Danzig estime que le cliché qu’il a repéré dans le Times of Israel a été réalisé environ deux semaines après la libération.

« A ce moment, nous étions pris en charge par les Britanniques et nous avions pu nous laver et nous nettoyer », a-t-il dit.

Yehuda, sa belle-mère et ses deux frères et une soeur ne sont restés dans le camp de personnes déplacées de Bergen-Belsen mis en place près du camp de concentration (que les Britanniques avaient entièrement brûlé) que pendant environ un mois. Ils étaient impatients de retourner dans leur ville natale dans l’Ouest de la Slovaquie, à environ 100 km de Bratislava.

Berme recouvrant une fosse commune sur le site du camp de concentration de Bergen-Belsen, le 24 avril  2015 (Crédit : Renee Ghert-Zand/Times of Israel)
Berme recouvrant une fosse commune sur le site du camp de concentration de Bergen-Belsen, le 24 avril 2015 (Crédit : Renee Ghert-Zand/Times of Israel)

Quand ils y sont arrivés, ils ont découvert que, hormis un oncle qui était allé se cacher pendant la guerre et a survécu, personne d’autre de chaque branche de leur famille n’était encore en vie.

En avril 1948, un rabbin britannique s’est rendu dans la ville de Danzig à la recherche d’orphelins.

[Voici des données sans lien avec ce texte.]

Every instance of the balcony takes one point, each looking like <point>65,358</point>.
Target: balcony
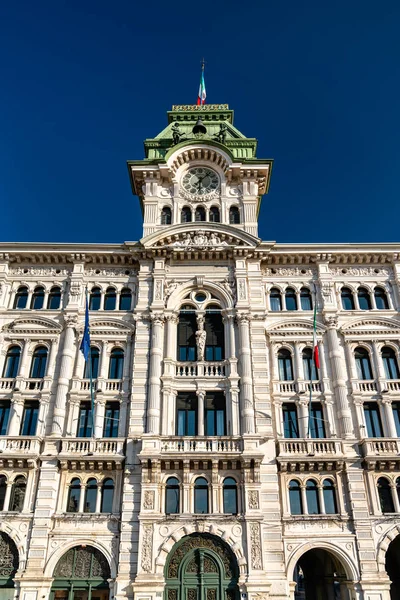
<point>20,451</point>
<point>309,454</point>
<point>201,369</point>
<point>89,453</point>
<point>381,453</point>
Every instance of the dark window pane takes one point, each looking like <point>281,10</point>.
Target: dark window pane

Il a emmené Yehuda et ses deux frères au Royaume-Uni, où l’un d’eux est resté dans une yeshiva (lui, la sœur et sa belle-mère de Yehuda se sont finalement installés en Israël). Yehuda et son jeune frère Michael ont été autorisés à immigrer au Canada parce qu’ils étaient orphelins complets – leur père ayant été assassiné dans la Shoah et leur mère biologique était morte en couches.

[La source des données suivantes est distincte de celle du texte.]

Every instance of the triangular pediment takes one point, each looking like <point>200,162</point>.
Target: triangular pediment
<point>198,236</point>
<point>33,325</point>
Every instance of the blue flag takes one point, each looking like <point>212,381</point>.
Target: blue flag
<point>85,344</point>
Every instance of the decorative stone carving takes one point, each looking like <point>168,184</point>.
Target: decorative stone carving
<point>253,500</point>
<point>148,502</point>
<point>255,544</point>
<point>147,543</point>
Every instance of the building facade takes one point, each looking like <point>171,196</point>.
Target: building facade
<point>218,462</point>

À leur arrivée à Toronto en août 1948, les jeunes adolescents ont été pris en charge par des familles différentes de la communauté juive. Yehuda a appris l’électronique dans une école technique. Il est également devenu actif dans le mouvement de jeunesse sioniste Habonim et a fini par passer plusieurs années en Israël dans les années 1950.

Il est retourné à Toronto en 1958 pour épouser Etty, qu’il avait rencontré à Habonim. Ils ont deux fils et quatre petits-enfants.

« Yehuda n’a jamais été loquace à propos de la Shoah », raconte Etty. « Il n’a jamais rien dit à nos enfants au sujet de ses expériences jusqu’à ce qu’ils aient été adultes ».

Danzig a finalement livré son témoignage à la Fondation de la Shoah. Ses enfants en ont chacun reçu une copie. Desormais, ils ont aussi une image de leur père et de leur oncle que personne dans leur famille ne connaissait jusqu’à il y a quelques jours.